Este viernes, el presidente del Gobierno tiene una cita importante: anunciar las nuevas medidas que han salido del Consejo de Ministros extraordinario. ¿La razón? Buscar respuestas efectivas ante las consecuencias de la guerra en Oriente Próximo. Y entre lo que nos traen, se asoma una rebaja fiscal que afecta a los combustibles, la electricidad y el gas. Según han adelantado varios medios, incluida la cadena Ser, destaca especialmente la reducción del IVA de los carburantes: pasará del 21% al 10%. Una decisión que contrasta con la bonificación universal de 20 céntimos por litro implementada en 2022 para mitigar los efectos del conflicto en Ucrania.
Las voces de las patronales y gasolineros resonaban pidiendo un cambio, instando al Gobierno a optar por una rebaja fiscal que alivie realmente a los consumidores. Y parece que finalmente han sido escuchados. Pero eso no es todo; este paquete anticrisis también eliminará el impuesto especial sobre hidrocarburos y suprimirá el actual impuesto eléctrico del 5%, además de bajar el impuesto al valor de producción eléctrica.
Un plan con múltiples dimensiones
Desde el Ejecutivo afirman que su propuesta será «proporcional, perimetrado y focalizado», buscando limitar cómo nos afectan las subidas en combustibles y electricidad. Han trabajado en colaboración con agentes sociales y sectores más golpeados por esta crisis, presentando un plan con cuatro ejes: medidas estructurales, un paquete fiscal centrado en ayudar a quienes más lo necesitan, atención especial a sectores vulnerables como agricultores o transportistas y un escudo social para proteger a los más desfavorecidos.
En la primera dimensión se apuesta fuerte por energías renovables—con iniciativas como comunidades energéticas o autoconsumo—y electrificación. La segunda está enfocada en minimizar costos energéticos mediante medidas fiscales. La tercera se centra en aliviar la carga del aumento de carburantes para sectores críticos como el campo o la pesca. Y por último, un escudo social para garantizar que aquellos más vulnerables no sufran cortes de suministro energético.

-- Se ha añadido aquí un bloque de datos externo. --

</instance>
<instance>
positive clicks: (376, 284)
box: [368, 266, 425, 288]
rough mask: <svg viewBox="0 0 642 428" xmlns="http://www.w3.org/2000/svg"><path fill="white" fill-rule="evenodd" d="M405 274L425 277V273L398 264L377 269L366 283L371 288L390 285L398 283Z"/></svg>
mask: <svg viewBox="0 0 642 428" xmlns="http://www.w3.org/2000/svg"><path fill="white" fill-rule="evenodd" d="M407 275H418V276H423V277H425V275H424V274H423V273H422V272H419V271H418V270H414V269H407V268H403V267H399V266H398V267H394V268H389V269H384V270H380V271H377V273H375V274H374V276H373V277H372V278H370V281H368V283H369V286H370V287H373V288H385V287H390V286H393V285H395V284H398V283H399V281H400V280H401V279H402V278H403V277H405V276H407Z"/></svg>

No obstante, no todo son buenas noticias; tanto María Jesús Montero como Carlos Cuerpo ya han dejado claro que este decreto no incluirá algunas propuestas muy necesarias como la prohibición de desahucios para personas vulnerables ni prórrogas para contratos de alquiler próximos a vencer. Estos temas no parecen contar con suficiente apoyo parlamentario.